放射線の食品照射は、もともと1952年ごろからアメリカで原子力の平和利用という形で行なわれ始めたものです。はじめは軍用食料品として開発がすすめられ、次第にスパイス、生鮮野菜と一般へも広まっていきました。1986年、アメリカで大きく問題となり、1994年には同じくアメリカで、照射イチゴの販売開始に際し、消費者から反対運動から起こっています。このような相次ぐ反対の動きにもかかわらず、アメリカでは、肉類についても、1985年に豚肉、1990年に鶏肉、1997年に牛肉への照射が認可されています。

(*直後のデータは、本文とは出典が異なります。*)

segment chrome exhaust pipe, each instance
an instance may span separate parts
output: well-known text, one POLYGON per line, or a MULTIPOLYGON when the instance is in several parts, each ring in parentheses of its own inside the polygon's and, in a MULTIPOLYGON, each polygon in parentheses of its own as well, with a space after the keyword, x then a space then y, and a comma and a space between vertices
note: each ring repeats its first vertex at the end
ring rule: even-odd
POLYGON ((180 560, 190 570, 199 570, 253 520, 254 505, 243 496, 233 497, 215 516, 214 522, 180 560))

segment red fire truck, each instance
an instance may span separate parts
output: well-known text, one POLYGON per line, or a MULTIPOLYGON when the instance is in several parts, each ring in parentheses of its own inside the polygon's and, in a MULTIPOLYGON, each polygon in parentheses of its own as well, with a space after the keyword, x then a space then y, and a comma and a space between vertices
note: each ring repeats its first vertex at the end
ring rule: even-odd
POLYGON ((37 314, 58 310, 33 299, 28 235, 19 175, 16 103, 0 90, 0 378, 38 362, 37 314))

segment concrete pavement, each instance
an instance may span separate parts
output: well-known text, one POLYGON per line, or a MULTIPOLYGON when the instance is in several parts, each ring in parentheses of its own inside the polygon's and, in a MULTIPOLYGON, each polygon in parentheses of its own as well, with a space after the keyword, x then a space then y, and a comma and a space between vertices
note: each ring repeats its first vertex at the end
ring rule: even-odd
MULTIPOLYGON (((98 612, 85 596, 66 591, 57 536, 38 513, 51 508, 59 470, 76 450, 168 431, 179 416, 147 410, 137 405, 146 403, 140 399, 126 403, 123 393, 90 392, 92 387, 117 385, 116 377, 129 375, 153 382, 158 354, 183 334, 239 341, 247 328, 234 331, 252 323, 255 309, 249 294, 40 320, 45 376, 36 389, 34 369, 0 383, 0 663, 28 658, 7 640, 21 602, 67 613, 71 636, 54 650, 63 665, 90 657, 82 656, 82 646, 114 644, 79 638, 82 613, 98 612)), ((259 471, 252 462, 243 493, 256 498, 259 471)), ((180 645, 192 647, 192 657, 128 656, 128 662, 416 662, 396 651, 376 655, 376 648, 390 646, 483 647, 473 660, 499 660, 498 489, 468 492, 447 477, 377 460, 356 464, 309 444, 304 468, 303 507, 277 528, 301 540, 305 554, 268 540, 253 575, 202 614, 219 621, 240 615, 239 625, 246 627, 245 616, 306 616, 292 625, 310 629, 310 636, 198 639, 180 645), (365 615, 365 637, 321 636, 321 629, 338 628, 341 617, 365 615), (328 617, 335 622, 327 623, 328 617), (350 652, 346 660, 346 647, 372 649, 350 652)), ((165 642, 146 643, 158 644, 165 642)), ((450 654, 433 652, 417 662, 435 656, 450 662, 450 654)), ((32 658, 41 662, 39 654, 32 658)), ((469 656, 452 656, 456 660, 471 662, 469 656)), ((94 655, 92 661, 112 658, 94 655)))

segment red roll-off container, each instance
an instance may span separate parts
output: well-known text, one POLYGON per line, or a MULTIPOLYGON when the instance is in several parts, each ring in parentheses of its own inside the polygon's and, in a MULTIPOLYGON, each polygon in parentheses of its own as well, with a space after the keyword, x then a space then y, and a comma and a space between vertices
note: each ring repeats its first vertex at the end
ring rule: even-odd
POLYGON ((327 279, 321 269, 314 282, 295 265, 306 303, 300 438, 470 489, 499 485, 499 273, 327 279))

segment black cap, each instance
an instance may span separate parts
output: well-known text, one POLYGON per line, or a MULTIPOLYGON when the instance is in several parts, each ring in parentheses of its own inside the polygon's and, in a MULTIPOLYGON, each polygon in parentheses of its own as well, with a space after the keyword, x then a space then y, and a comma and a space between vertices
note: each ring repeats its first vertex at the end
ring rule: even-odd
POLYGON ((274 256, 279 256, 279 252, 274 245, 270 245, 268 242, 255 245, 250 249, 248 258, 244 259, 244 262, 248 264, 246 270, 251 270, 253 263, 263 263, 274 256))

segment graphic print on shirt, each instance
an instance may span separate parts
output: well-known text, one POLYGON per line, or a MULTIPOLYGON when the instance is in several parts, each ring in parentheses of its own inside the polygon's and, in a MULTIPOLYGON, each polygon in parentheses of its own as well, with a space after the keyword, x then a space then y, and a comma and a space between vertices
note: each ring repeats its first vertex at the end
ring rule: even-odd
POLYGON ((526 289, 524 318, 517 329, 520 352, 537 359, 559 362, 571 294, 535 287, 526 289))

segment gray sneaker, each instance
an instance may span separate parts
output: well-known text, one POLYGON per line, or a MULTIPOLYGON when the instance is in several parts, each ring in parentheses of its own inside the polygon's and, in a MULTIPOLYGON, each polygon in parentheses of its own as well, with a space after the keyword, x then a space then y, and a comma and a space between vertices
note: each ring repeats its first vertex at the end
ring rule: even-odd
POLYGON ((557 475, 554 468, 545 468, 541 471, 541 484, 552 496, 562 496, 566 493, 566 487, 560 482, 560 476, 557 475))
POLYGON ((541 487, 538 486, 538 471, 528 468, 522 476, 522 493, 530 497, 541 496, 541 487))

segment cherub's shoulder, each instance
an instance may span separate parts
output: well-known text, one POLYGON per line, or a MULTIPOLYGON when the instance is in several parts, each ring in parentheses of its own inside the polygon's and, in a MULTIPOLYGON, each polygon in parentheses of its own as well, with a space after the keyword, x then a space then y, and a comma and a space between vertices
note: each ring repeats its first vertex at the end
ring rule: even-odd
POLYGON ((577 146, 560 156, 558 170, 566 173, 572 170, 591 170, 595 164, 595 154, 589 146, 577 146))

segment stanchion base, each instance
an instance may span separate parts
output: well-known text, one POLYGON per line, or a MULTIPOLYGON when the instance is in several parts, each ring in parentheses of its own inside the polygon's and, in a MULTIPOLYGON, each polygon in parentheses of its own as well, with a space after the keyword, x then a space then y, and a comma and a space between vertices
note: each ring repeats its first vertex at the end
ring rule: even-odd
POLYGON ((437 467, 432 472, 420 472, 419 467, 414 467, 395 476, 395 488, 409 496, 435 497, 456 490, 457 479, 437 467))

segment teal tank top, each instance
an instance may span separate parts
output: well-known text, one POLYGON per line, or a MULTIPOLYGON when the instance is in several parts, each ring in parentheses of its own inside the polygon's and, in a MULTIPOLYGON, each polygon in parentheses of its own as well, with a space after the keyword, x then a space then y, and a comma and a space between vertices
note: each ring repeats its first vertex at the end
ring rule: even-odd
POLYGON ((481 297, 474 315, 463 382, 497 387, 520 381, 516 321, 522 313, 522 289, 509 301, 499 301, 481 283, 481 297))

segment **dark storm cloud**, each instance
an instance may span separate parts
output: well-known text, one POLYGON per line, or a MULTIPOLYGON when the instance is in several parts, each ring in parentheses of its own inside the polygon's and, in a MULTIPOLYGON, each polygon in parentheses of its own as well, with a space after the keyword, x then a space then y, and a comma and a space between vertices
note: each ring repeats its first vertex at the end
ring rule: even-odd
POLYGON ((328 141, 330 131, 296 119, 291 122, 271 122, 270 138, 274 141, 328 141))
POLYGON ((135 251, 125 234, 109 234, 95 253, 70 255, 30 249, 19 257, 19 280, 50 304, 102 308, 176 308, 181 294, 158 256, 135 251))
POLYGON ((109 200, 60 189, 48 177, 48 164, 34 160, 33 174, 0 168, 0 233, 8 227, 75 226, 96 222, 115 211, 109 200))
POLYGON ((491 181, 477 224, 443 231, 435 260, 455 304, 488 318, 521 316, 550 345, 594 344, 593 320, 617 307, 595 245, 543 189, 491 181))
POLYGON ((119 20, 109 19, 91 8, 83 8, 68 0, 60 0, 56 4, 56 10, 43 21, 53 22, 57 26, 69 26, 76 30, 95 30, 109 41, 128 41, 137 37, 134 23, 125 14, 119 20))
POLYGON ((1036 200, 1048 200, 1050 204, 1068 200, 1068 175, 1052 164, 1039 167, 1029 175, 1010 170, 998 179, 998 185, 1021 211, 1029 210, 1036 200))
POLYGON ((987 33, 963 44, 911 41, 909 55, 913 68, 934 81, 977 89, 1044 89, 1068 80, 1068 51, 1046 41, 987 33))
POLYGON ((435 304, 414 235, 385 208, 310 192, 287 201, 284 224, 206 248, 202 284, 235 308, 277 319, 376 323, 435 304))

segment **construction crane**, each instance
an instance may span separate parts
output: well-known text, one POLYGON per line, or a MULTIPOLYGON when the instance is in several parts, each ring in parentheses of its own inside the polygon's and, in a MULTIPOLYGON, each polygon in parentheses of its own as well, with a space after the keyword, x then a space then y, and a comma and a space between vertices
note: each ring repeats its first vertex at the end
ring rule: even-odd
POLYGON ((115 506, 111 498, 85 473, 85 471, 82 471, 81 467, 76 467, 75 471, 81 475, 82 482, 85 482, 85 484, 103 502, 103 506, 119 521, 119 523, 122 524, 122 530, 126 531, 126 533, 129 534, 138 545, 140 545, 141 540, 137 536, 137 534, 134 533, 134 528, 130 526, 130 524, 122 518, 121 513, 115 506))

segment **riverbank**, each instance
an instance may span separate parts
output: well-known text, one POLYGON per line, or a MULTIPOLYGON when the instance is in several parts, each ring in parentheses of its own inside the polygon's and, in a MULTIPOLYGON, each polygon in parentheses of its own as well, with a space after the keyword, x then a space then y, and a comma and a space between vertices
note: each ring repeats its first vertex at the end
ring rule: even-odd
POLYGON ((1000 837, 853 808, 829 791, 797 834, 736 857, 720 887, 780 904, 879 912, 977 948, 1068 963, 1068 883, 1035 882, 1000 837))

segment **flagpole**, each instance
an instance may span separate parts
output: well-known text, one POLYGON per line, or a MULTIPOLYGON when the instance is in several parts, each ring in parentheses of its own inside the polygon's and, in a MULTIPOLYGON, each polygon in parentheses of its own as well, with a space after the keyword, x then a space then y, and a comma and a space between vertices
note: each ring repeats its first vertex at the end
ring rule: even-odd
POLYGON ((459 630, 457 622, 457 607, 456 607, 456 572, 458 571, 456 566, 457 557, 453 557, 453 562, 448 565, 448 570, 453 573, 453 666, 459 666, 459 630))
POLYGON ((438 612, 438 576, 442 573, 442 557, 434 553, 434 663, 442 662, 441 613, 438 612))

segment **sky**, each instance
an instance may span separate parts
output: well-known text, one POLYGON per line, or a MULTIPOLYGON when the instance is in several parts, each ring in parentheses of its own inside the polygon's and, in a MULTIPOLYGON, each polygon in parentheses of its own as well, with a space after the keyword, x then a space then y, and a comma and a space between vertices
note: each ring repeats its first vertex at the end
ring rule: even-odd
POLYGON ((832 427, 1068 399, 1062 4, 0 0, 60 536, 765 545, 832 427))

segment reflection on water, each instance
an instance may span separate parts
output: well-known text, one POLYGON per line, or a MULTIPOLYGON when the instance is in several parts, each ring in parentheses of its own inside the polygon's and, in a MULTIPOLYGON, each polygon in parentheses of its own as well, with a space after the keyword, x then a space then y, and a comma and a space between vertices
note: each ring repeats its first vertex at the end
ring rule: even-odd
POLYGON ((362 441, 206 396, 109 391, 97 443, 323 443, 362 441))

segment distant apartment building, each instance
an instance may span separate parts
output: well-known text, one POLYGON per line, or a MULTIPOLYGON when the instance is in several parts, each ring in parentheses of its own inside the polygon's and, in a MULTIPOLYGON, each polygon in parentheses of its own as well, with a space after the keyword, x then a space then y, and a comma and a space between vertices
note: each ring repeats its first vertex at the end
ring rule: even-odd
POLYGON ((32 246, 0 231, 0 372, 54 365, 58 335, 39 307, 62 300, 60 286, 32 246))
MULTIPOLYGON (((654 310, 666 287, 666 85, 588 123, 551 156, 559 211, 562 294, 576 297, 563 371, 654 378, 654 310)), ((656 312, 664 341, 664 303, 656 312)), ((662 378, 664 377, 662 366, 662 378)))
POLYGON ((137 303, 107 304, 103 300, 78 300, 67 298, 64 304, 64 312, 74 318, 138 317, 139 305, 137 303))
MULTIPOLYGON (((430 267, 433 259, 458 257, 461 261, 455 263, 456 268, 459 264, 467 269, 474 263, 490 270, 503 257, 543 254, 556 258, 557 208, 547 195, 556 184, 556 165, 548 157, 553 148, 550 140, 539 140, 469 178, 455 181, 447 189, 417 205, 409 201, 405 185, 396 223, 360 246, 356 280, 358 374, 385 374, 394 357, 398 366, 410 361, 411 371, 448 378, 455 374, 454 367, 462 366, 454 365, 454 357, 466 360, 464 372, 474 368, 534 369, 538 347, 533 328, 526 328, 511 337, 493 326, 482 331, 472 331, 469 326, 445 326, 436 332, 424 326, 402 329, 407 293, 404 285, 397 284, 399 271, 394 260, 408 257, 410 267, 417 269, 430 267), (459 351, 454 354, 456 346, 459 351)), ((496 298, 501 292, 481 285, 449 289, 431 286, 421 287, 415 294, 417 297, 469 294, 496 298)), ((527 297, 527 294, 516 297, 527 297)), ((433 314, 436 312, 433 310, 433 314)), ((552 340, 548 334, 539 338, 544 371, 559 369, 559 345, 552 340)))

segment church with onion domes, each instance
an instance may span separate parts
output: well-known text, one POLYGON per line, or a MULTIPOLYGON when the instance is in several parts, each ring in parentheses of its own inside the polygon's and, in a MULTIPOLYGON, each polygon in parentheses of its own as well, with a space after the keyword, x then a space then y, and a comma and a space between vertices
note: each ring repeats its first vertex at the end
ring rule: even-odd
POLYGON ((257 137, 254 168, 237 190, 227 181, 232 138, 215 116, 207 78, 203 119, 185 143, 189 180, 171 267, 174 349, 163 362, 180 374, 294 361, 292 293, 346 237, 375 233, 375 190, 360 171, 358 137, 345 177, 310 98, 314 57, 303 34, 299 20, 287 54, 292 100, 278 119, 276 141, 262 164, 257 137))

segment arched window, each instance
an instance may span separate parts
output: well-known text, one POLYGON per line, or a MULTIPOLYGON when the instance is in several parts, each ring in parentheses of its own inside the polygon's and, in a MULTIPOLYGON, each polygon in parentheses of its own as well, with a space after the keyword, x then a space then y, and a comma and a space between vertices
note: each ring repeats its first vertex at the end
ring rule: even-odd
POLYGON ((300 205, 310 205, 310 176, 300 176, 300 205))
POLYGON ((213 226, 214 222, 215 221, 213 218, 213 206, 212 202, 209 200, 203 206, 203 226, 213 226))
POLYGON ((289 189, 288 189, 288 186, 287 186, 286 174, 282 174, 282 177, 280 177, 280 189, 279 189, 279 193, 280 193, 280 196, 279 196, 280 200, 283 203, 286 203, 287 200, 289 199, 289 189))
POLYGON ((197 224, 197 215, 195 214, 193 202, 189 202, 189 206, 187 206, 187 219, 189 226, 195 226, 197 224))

食品への放射線照射は、殺菌、殺虫のために行なわれるものです。問題とされるのは、放射線照射によって生成される物質(放射線照射生成物)が有害なのではないかという疑いがもたれる点です。実際にラットの研究で卵巣の重量に変化が見られたり、死亡率が増加したという結果があります。さらに懸念されることは、照射食品は、食品添加物や残留農薬の問題とは異なり、過去に照射が行なわれた食品かどうかという検知法がないということです。
生鮮食品だけでなく、冷蔵、冷凍食品にも適用できるということ、食品が長持ちするということで、放射の効力は万能のように思われがちです。しかし実際には、放射による殺菌、殺虫の効力はその場限りであり、たとえば、照射のあとに再び虫がつくということもあり得ます。